The trustee applied to the District Court for an order that Hatch be required to sign and deliver to the stock exchange such request and direction as would authorize an advantageous sale and make the proceeds thereof available for the payment of partnership debts.
Thereupon the court made the following order, namely:
That said membership was firm property was shown by the provision in the articles of partnership that there should be 'contributed to the capital stock of said partnership for the uses and purposes thereof and for carrying on the same, * * * by the said party hereto of the third part (Edward S. Hatch), the said seat upon the New York Stock Exchange, now owned by him, free and clear of all encumbrance whatsoever, which seat, for the purpose of this agreement, is estimated at an agreed valuation of Fifty thousand dollars ($50,000)'; from the further provision for the payment of interest at 6 per cent. to Hatch 'upon the capital so invested' by him, and estimated at $50,000; by the provisions for division of losses and profits; and by the subsequent course of dealing between the partners, whereby the partnership paid all the dues and assessments chargeable against said seat, and said payments were charged in the firm's books as a firm expense.
'The fifth ground for review, founded on public policy, need not be discussed.

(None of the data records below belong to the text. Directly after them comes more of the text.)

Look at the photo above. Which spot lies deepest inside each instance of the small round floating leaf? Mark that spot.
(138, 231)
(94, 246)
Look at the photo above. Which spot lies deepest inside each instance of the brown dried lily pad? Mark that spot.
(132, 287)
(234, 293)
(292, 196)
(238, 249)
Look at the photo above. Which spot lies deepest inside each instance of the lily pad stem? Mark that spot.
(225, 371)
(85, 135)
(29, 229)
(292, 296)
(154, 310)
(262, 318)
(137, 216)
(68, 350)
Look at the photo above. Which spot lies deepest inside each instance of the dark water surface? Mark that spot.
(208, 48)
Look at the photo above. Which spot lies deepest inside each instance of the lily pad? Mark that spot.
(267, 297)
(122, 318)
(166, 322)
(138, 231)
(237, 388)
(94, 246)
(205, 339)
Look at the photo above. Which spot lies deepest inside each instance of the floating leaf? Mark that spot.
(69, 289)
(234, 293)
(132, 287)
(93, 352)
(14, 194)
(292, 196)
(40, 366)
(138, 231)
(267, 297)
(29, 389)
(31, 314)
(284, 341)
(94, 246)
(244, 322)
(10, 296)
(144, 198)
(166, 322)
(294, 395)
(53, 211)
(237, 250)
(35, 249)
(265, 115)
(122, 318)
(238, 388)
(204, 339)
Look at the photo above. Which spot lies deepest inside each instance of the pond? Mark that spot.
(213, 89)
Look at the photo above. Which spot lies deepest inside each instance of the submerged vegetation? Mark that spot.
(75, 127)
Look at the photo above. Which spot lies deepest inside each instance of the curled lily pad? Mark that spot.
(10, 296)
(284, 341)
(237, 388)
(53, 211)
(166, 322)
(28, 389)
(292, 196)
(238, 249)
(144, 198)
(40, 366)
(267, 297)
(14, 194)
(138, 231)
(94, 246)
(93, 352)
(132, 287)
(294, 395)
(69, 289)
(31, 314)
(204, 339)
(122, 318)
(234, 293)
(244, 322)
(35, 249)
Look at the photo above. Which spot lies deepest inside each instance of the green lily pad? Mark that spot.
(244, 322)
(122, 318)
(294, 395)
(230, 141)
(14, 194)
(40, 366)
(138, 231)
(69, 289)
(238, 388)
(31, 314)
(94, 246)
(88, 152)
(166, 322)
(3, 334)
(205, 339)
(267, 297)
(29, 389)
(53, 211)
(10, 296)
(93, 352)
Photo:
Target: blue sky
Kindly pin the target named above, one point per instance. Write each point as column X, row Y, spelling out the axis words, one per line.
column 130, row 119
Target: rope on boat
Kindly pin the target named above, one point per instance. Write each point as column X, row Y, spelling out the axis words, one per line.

'The second, third, and fourth grounds may be considered together. That property in a stock exchange seat vests in a trustee in bankruptcy is expressly decided in Page v. Edmunds, 187 U.S. 596, 23 Sup.Ct. 200, 47 L.Ed. 318. The facts in said case are strikingly like those herein. There the bankrupt was a member of the Philadelphia Stock Exchange. There, as in this case, when a seat in said exchange is transferred, the transfer is subject to the approval of a committee of the exchange, and in the event of the death of a member a sum would be paid to his family out of the gratuity fund; but if the seat is sold, such sum would go with the seat. The articles of the constitution provided for a committee on admissions, which should inquire into the standing of the applicant for membership and report to the governing...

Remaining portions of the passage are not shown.